I think the lesson here is that the market for peripherals for the permanently computer illiterate is not big enough to sustain a company like I-Opener. Too bad, because there aren't a lot of good alternatives for them.
Translation:
We're firing people, `cuz this "let's sell hardware cheap to Joe Schmoo so we can rape him on service charges" thing we've been doing is making us hemorrage money like you wouldn't believe. Instead, we're gonna try the "let's sell hardware cheap to Joe Q. Business so we can rape him on service charges". Mabye we'll offer to add the company logo to the I-Opener for `em. Never know, might work. Gotta do something, `cuz otherwise the buzzards are gonna eat us inside of six months.
.sig: Now legally binding!
The website is still up and selling them. It just looks like they will not produce them anymore read the article they are going to leave the service up and running and continue full support. It looks like they are just scaling back on it so the answer is no you will not be able to get one without having to sign up for the service in the near future. But for $200 for a rebuilt one it is still pretty tempting.
Cypherpunks: Civil Liberty Through Complex Mathematics. Those who live by the sword die by the arrow.
CEO John McHale says in that announcement: "We plan to reposition Netpliance from a direct consumer Internet appliance service provider to an enabling infrastructure and managed services company."
When their CEO can't even get past the "buzzword phase" how does Netpliance expect to even dream of coming up with a useful product?
Can anyone even decipher what the above quote even means???
The fact that they want to stop their cash bleed on the hardware should have been very apparant to anyone with eyes when they raised the price of the i-opener back up to $399 instead of the $99 that they had offered for some time. Anyone with a basic grip on economics should have known that it was going to happen way before that.
Basically they are a software company that everyone kept treating like an appliance company. In a July interview on Raging Bull president Kent Savage had to go to pains to get this point across,
Cyber: But isn't a large part of Netpliance's premise to sell that hardware, the I-opener?
Savage: No, not at all. We did that because we had to. We're a market maker and a first mover, and we had to innovate in order to reach this market.
It's really predictable and sad the way that the geek community has so heavily focused on the device. Unfortunately, it was really nothing too special technology-wise and the interesting things that NPLI was up to was its interface and "OS-agnostic" software package. Also it's client-server infrastructure kind of resurrected 'push' in a market and environment where it almost starts to make sense.

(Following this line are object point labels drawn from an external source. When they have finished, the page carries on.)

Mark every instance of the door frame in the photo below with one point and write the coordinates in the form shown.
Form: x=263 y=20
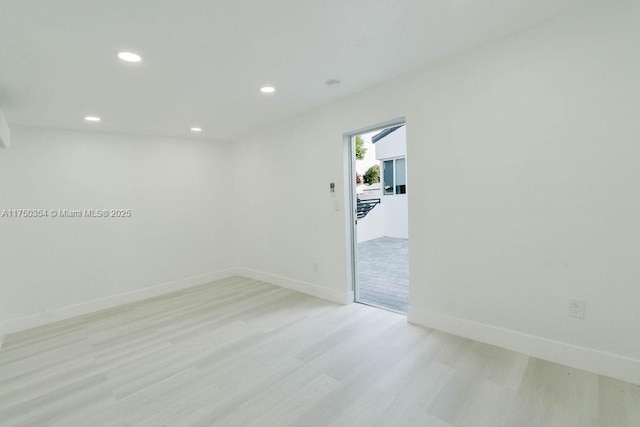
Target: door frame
x=350 y=203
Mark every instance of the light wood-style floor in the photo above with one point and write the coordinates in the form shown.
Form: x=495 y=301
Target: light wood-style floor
x=240 y=352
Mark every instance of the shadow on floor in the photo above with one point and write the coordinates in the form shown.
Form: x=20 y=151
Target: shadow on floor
x=383 y=273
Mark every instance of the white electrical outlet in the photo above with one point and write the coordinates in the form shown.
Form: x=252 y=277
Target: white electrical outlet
x=576 y=309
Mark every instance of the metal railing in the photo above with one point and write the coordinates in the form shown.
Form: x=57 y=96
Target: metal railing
x=365 y=206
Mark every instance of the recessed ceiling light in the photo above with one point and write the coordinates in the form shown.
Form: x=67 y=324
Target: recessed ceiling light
x=129 y=57
x=333 y=83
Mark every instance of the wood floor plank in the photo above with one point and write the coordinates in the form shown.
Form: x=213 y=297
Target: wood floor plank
x=242 y=352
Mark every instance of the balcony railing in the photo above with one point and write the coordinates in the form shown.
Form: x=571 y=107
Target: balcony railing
x=365 y=206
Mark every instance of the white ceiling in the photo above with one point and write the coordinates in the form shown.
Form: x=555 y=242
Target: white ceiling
x=205 y=60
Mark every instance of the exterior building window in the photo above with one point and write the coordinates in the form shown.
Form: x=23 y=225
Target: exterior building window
x=394 y=176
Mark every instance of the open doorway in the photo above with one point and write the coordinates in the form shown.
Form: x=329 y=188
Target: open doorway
x=380 y=235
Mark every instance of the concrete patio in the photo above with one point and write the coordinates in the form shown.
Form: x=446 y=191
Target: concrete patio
x=383 y=273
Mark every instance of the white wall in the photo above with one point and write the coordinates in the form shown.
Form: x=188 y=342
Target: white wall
x=179 y=192
x=392 y=145
x=396 y=215
x=524 y=180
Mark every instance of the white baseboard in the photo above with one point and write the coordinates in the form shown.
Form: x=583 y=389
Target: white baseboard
x=599 y=362
x=340 y=297
x=28 y=322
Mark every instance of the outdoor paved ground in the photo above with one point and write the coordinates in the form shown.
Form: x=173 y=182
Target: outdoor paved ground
x=383 y=273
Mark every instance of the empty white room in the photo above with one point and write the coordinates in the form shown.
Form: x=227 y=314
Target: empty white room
x=189 y=237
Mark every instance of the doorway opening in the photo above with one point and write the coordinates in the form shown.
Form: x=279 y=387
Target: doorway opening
x=379 y=221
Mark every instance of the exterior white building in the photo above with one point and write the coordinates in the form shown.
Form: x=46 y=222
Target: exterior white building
x=389 y=218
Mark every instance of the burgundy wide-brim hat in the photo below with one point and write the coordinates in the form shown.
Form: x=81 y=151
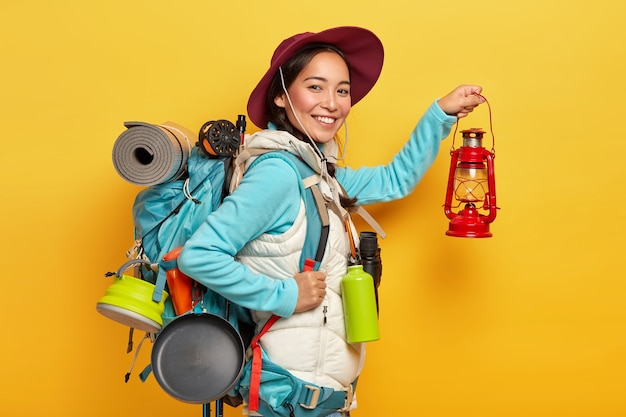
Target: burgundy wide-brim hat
x=362 y=49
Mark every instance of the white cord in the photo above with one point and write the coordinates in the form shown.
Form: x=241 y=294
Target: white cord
x=322 y=157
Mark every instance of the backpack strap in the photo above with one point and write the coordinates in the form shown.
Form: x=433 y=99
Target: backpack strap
x=318 y=227
x=318 y=220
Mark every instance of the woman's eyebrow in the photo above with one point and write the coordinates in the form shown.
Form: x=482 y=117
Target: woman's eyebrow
x=320 y=78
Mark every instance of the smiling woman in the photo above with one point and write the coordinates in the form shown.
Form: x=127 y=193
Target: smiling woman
x=302 y=101
x=318 y=100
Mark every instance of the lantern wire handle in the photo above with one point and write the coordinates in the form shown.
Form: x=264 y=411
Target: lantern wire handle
x=493 y=137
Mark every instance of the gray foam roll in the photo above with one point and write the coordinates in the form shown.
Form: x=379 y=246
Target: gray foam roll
x=147 y=154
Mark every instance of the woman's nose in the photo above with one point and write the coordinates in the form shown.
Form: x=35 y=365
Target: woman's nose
x=330 y=101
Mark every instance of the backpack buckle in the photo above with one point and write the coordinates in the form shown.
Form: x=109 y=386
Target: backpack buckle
x=313 y=398
x=349 y=398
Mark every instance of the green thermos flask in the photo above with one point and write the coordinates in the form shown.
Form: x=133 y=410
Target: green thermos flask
x=359 y=305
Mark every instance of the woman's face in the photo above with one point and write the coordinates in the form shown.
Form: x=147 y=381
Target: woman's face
x=320 y=95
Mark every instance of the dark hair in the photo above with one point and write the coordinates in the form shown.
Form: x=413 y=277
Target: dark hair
x=290 y=70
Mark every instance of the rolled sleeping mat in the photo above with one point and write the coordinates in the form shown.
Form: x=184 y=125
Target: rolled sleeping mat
x=147 y=154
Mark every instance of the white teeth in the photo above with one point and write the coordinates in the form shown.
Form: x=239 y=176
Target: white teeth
x=325 y=119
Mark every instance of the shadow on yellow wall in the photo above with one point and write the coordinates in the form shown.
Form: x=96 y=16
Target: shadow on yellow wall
x=529 y=322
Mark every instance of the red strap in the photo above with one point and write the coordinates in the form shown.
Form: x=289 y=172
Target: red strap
x=257 y=356
x=257 y=363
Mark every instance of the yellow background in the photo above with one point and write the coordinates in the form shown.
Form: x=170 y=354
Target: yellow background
x=531 y=322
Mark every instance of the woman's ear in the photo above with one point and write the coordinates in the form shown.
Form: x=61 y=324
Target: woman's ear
x=280 y=100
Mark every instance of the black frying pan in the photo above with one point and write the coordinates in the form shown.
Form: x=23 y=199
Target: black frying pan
x=198 y=358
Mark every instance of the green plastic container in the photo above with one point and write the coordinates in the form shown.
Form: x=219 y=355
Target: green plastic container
x=129 y=301
x=359 y=306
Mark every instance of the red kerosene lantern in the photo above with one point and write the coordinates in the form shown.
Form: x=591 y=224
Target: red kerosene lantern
x=472 y=183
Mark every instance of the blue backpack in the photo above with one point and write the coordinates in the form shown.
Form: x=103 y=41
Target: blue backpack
x=166 y=215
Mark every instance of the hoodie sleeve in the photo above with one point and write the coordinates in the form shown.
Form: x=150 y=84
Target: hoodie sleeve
x=400 y=177
x=266 y=201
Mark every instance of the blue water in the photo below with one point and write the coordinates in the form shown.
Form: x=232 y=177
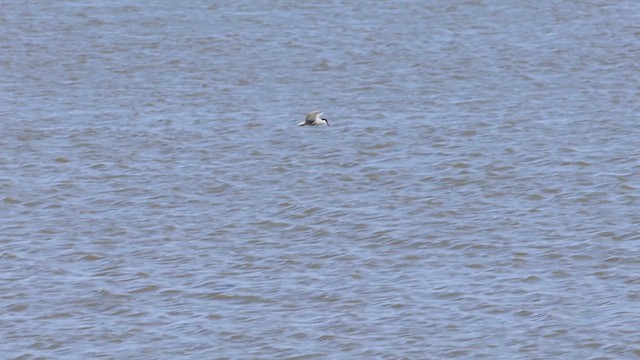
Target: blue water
x=475 y=197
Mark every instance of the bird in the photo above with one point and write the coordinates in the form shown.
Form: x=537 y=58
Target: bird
x=313 y=118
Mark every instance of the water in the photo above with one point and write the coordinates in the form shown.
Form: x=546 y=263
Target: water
x=475 y=197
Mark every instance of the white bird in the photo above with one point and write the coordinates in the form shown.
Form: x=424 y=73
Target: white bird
x=313 y=118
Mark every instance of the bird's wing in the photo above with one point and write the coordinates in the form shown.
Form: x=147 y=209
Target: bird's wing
x=312 y=116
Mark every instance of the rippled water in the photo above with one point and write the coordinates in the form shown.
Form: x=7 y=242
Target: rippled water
x=475 y=197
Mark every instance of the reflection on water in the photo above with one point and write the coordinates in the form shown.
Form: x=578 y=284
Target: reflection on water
x=475 y=196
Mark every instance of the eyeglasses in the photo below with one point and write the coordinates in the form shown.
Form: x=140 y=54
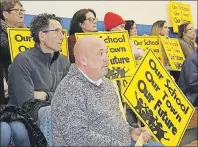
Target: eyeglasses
x=92 y=20
x=17 y=10
x=191 y=29
x=58 y=31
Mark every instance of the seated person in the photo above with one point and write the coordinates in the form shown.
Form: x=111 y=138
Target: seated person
x=188 y=80
x=85 y=108
x=14 y=131
x=11 y=16
x=114 y=22
x=35 y=73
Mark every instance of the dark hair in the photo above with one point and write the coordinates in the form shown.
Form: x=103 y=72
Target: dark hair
x=182 y=29
x=79 y=17
x=129 y=24
x=41 y=23
x=6 y=5
x=157 y=27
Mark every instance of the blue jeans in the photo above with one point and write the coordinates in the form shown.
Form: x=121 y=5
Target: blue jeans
x=150 y=144
x=44 y=123
x=16 y=132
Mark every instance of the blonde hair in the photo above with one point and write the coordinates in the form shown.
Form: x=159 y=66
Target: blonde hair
x=157 y=28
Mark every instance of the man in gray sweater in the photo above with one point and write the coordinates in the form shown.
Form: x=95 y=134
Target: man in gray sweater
x=85 y=109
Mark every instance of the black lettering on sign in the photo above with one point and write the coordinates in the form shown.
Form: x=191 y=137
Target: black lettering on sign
x=149 y=42
x=176 y=20
x=137 y=43
x=155 y=50
x=173 y=93
x=172 y=109
x=22 y=48
x=114 y=40
x=143 y=89
x=154 y=67
x=20 y=38
x=118 y=49
x=150 y=79
x=164 y=116
x=122 y=60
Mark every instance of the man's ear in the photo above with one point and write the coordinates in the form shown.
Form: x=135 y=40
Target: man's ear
x=41 y=36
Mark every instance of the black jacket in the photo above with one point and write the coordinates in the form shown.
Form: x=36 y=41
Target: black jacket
x=10 y=113
x=4 y=48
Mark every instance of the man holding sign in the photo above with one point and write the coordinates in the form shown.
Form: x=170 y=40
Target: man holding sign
x=85 y=109
x=35 y=73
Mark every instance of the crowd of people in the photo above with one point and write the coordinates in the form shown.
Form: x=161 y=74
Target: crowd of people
x=54 y=101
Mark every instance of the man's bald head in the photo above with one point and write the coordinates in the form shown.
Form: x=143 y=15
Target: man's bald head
x=91 y=56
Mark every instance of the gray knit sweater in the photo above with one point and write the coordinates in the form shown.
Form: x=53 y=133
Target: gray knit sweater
x=84 y=114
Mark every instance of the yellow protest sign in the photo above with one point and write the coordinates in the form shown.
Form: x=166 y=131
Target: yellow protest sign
x=179 y=13
x=121 y=60
x=158 y=102
x=173 y=52
x=20 y=40
x=149 y=42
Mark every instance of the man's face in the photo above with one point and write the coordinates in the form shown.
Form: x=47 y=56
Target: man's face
x=97 y=60
x=119 y=28
x=53 y=36
x=165 y=30
x=15 y=15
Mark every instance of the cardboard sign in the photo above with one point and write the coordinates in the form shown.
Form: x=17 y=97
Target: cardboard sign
x=173 y=52
x=158 y=102
x=20 y=40
x=149 y=42
x=179 y=13
x=121 y=60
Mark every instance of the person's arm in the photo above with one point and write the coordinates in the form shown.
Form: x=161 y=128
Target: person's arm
x=70 y=119
x=185 y=48
x=71 y=43
x=192 y=75
x=20 y=79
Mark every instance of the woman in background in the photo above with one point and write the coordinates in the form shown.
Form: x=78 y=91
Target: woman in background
x=160 y=28
x=187 y=36
x=84 y=20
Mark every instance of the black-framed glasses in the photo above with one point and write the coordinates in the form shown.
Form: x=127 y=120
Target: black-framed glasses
x=191 y=29
x=91 y=19
x=58 y=31
x=18 y=10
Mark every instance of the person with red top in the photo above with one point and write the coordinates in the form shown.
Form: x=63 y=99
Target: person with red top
x=84 y=20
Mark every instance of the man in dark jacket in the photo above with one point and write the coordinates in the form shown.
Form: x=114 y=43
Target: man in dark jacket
x=11 y=16
x=35 y=73
x=188 y=80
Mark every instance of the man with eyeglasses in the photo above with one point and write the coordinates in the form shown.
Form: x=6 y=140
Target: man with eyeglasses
x=11 y=16
x=35 y=73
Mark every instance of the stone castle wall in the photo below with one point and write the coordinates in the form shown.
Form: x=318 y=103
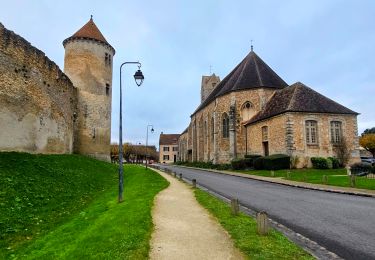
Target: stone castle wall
x=89 y=65
x=37 y=100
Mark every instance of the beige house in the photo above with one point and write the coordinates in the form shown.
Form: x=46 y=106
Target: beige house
x=253 y=111
x=168 y=148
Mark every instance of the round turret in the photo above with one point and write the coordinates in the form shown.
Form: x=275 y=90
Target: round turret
x=88 y=63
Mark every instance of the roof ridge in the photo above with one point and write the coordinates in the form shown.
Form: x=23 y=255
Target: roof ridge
x=257 y=69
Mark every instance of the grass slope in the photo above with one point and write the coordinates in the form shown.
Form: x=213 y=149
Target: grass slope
x=65 y=206
x=243 y=231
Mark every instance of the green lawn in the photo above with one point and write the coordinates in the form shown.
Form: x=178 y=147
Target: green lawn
x=65 y=207
x=243 y=231
x=336 y=177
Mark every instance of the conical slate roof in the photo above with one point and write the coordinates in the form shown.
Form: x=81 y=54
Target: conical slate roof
x=251 y=73
x=299 y=98
x=89 y=31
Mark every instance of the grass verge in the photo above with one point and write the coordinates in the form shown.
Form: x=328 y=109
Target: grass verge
x=74 y=212
x=243 y=231
x=336 y=177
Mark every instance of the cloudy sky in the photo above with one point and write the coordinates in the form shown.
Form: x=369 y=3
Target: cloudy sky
x=328 y=45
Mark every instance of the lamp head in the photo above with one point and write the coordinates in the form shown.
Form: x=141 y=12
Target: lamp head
x=138 y=77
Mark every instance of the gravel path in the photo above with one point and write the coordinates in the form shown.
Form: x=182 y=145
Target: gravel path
x=185 y=230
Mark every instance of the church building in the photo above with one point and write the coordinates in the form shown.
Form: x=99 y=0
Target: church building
x=254 y=111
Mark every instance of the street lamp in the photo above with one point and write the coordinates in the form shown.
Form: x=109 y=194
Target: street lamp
x=152 y=130
x=138 y=77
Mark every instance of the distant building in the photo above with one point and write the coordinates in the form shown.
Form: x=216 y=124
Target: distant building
x=253 y=111
x=168 y=148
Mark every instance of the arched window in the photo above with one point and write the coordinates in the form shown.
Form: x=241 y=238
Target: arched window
x=336 y=133
x=311 y=132
x=247 y=111
x=205 y=132
x=212 y=130
x=225 y=125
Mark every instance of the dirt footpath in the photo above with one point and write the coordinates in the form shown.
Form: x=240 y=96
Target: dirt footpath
x=184 y=229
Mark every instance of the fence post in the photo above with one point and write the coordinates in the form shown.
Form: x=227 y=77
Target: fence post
x=262 y=223
x=325 y=179
x=235 y=207
x=348 y=171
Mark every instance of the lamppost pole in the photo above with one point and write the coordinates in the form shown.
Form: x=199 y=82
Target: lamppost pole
x=152 y=130
x=138 y=76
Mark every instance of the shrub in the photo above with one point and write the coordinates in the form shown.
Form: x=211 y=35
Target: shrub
x=258 y=163
x=249 y=158
x=358 y=168
x=252 y=156
x=335 y=162
x=223 y=167
x=320 y=163
x=276 y=162
x=294 y=161
x=238 y=164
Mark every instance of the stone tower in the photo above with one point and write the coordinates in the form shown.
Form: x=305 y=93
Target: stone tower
x=208 y=84
x=88 y=63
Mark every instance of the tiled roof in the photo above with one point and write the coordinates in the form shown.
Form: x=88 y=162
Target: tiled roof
x=168 y=139
x=299 y=98
x=89 y=31
x=251 y=73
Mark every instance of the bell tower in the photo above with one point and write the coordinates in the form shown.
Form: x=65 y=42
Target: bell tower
x=88 y=63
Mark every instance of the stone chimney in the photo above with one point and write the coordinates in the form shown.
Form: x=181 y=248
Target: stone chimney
x=208 y=85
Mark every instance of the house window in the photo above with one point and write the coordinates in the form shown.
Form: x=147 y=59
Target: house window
x=336 y=132
x=265 y=133
x=225 y=125
x=311 y=132
x=247 y=111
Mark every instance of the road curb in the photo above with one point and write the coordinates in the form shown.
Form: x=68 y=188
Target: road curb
x=363 y=194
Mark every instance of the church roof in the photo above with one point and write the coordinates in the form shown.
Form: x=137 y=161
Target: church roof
x=299 y=98
x=168 y=139
x=252 y=72
x=89 y=31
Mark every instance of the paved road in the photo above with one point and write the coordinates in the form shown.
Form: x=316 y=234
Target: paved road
x=344 y=224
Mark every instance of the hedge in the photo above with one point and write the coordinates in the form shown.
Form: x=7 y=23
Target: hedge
x=276 y=162
x=258 y=163
x=320 y=163
x=335 y=162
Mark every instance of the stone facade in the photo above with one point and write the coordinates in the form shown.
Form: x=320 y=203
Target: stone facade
x=43 y=110
x=223 y=126
x=205 y=133
x=168 y=148
x=89 y=66
x=38 y=102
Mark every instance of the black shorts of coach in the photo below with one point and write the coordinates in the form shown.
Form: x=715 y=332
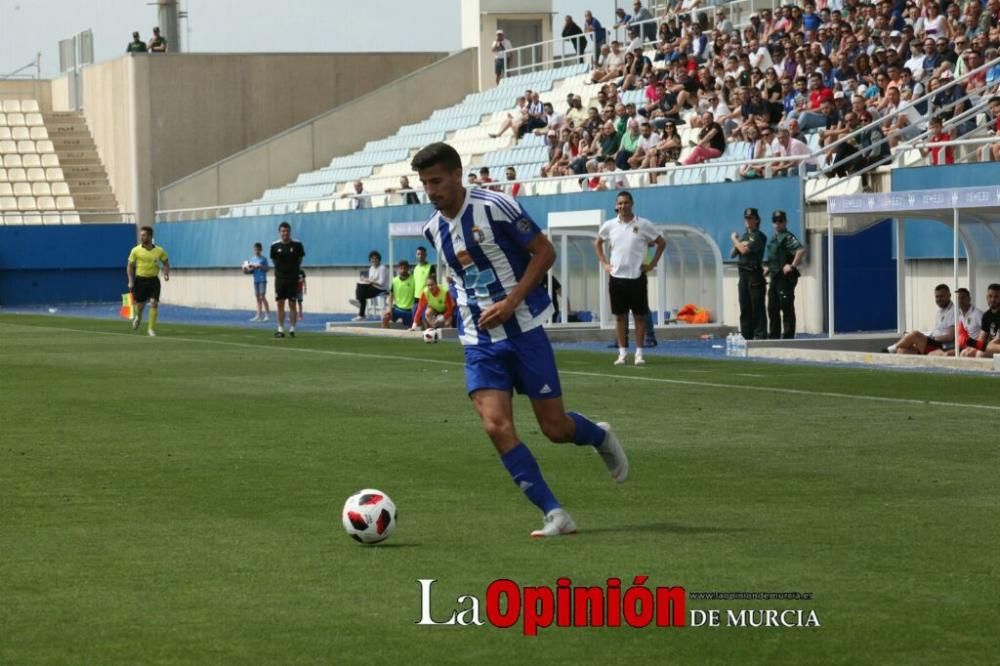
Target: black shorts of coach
x=146 y=289
x=628 y=295
x=286 y=288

The "i-opener experience" is not nearly as stupid as it sounds, if you step outside of your "master of the source" persona and pretend you are on the other-side of the digital divide for a second. Sure, I prefer to navigate the net with Enlightenment as my interface of choice, but I doubt most of the flashing-12:00-on-the-VCR crowd would. The i-opener interface is just clean and as simple and dumbed-down as you can get, which is great for the market they were targetting.
They signed major strategic relations with big cable companies a long time ago (check the press releases on their web site), and their client software is well suited to be rolled out as an adjunct to set-top boxes and appliance offerings from telcos like At&T. It's curious what difficulties they might be going through negotiating "managed services" contracts with these companies because if I was running the company I would have made this shift in business plans a long long time ago. However you feel about it, they'll probably be around for a while yet, especially if they can convince US West or AT&T subsidize the hardware side of things instead of blowing all their IPO capital on it.